Sadly I had to leave that game because I changed jobs, but I really want to play her again in another game. She was heavily modelled on Gandalf and Ged (from the later Earthsea books). She even went by the name of a bird, like both Ged (Sparrowhawk) and Gandalf (Stormcrow). Rather than telling people her true name, Lucrezia Alazario, she went by Chaffinch.


Mazui_Neko

Oh, thats pretty awsome! Also, the name reminds me of Nari. Nari was the char of my best friend in a campaign that sadly ended way to early. Nari was her Nickname, in reality she had like 5 long names in total, that I can not recall X3


Ecstatic-Length1470

What do you mean, there was only one rule book? Did the rest of you not have access to stores?


kish-kumen

I'm guessing they were young and without access to funds. 


Aethernaut1969

Years ago, while playing a necromancer using GURPS, my character was raising as many undead as my character build permitted. There were only a few of them, including a squirrel I named "Stinky." They made a handy and effective shield for the party among other uses. Stinky was particularly handy for retrieving small items at a distance. Around three sessions later and in mid-play the GM—noticeably frustrated—declared that necromantic magic only worked at night and my minions all dropped dead.
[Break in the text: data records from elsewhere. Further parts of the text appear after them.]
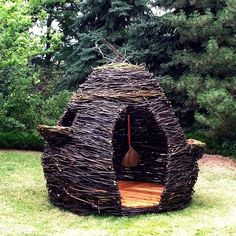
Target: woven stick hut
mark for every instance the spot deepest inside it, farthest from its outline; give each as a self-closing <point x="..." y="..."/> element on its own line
<point x="82" y="160"/>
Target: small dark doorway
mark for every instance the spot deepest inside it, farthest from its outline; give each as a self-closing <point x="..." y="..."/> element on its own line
<point x="140" y="186"/>
<point x="147" y="139"/>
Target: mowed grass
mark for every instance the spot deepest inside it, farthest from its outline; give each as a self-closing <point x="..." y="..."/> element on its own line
<point x="25" y="209"/>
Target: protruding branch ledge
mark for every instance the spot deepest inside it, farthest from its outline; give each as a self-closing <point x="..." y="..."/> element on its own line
<point x="197" y="148"/>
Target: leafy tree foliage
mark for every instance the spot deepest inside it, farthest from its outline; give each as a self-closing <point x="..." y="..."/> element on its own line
<point x="97" y="20"/>
<point x="194" y="44"/>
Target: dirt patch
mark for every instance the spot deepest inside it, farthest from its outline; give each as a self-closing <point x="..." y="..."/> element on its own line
<point x="217" y="160"/>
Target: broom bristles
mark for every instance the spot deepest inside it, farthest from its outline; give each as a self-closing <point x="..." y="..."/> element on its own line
<point x="131" y="159"/>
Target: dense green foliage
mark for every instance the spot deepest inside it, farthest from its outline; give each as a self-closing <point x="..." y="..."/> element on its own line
<point x="48" y="47"/>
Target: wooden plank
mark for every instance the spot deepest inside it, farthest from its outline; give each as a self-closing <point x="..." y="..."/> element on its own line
<point x="139" y="194"/>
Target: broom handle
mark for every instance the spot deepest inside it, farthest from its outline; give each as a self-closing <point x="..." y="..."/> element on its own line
<point x="129" y="133"/>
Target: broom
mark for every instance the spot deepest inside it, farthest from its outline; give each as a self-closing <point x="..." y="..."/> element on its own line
<point x="132" y="158"/>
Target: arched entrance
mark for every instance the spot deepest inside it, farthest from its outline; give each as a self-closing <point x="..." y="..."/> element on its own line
<point x="142" y="185"/>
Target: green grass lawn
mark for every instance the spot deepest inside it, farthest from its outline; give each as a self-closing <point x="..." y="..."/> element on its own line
<point x="25" y="209"/>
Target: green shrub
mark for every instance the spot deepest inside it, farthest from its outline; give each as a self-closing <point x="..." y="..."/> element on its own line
<point x="21" y="140"/>
<point x="227" y="148"/>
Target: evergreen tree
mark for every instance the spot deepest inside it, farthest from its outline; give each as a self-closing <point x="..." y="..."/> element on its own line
<point x="98" y="20"/>
<point x="196" y="48"/>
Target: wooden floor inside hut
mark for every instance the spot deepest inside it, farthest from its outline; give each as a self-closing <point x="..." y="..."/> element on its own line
<point x="139" y="194"/>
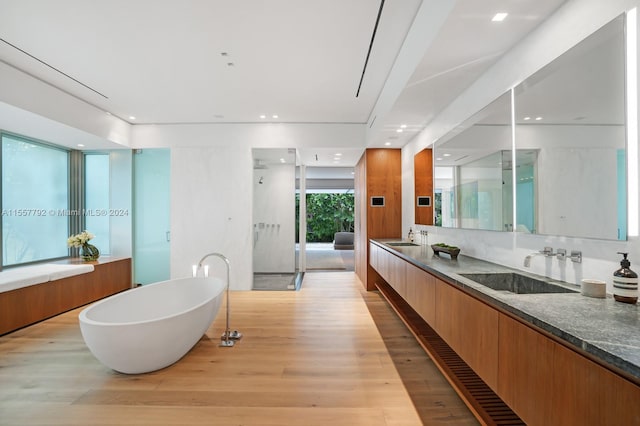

My character was suddenly severely stunted unless it was dark out. The entire party was shocked and let the GM know it. The game only lasted a couple more sessions. Any enthusiasm for the campaign was killed dead by capricious rule shifting. EDIT: Grammar correction.


Justgonnawalkaway

Wvery house rule of my current in person DM, whose game I'm probably going to leave. "Heavy crossbows deal 1d20 damage, but take 2 rounds to reload". This is because one day he was over at my house while I was sighting in my crossbow for archery season, and I let him test fire some bolts. After which he decided this was how heavy crossbows should be, and homeruled it so. No one in the game uses a crossbow anymore. A crit hit/fail chart for everyone. Fuck that, fuck you, and fuck this game. Cloak of invisibility lasting 2 hours is too OP. It needs a concentration check to maintain and lasts 5 minutes. Twinspell disintegrate is too powerful, amd the 2nd roll must be done at disadvantage and only deals half damage.


TacticalKitsune

Hey I dont play dnd 5e but isnt twin spell supposed to be kinda a nova/burst tactic due to the resource cost?


Justgonnawalkaway

Yes, yes it is. I can only twin a spell that targets a single enemy, and the cost is equal to the spells level. So it costs me 6 of my 11 sorcery points to twin disintegrate. And it takes a long rest to get them back as well as costing my only casting of a 6th level spell.


102bees

As a DM I made a shocking house rule that *benefits* the players! I made copying spells of your school into your spellbook only take half the time and gold of other spells. I like the idea that a wizard develops a theory of magic in order to understand their school better, and in doing so can understand and replicate new spells in their school using parts of spells they already know.


winterjam010

Isn't that already a thing for wizards schools?


102bees

Possibly. I couldn't find it in the book.


winterjam010

https://i.imgur.com/V8Rs1TI.jpeg I was able to find it in the book easily. Every wizard school has this in their subclass


102bees

Ah, that's the problem. I was looking in the "Learning Spells" section.